As another point of concern, 401(k) match flows — another form of bullish market support — are now being slashed, as Bloomberg Law reports:
The pandemic is affecting one of the best perks of workplace retirement-savings plans: company matches to employee 401(k) contributions.
Many firms in the hard-hit hospitality and retail industries have already suspended, reduced, or deferred matches, including Expedia Group Inc., Hilton Grand Vacations Inc., and Best Buy Co.
Even with the recent rally in stocks, many more companies are planning or considering such a move… Companies see suspensions as a way to boost cash flow and avoid or limit job cuts — although furloughs and layoffs have been plentiful this year.

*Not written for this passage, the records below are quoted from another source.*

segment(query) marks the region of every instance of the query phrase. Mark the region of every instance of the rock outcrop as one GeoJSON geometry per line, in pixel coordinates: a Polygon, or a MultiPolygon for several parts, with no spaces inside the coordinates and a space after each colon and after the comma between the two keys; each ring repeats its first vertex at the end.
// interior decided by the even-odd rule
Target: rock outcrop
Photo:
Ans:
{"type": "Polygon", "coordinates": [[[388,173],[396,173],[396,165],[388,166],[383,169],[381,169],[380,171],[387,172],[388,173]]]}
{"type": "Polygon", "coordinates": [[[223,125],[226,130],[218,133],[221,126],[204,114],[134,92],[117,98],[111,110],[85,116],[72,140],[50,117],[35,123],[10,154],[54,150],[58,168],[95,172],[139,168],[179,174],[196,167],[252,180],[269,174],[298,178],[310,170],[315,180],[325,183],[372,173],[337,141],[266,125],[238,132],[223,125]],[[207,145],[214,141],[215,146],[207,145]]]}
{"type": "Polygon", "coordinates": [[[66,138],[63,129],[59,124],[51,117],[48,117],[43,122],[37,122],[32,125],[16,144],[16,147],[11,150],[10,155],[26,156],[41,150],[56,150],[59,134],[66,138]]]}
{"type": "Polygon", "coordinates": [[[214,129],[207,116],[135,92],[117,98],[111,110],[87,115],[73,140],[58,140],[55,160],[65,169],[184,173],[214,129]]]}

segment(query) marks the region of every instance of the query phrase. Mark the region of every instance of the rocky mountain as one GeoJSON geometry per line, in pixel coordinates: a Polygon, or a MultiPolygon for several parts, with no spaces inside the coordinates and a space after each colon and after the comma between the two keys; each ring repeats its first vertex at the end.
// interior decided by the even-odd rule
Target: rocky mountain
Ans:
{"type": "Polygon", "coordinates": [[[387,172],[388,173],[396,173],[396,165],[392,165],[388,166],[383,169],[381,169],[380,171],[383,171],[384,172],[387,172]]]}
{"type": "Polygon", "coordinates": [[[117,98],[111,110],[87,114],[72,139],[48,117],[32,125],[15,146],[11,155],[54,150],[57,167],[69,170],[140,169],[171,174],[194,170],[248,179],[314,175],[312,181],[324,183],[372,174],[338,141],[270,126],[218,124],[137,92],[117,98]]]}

As layoffs eat into the knowledge worker space and work-from-home employees get pink slips — this, too, will prove inevitable in a struggling economy — we could see a surge of laid off work-from-homers not only stopping their automated 401(k) contributions, but actively tapping their 401(k) accounts, withdrawing funds and selling stocks to do so, as a means of harvesting emergency savings.
In sum, the rocket fuel is running out, the valuation case is not there (barring a v-shaped recovery fantasy), and the Federal Reserve is not positioned to stop a decline from happening.
Unless, of course, Federal Reserve Chairman Jerome Powell figures out how to circumvent the Banking Act of 1933 and do something radical — a move which might require far lower stock prices for him to try.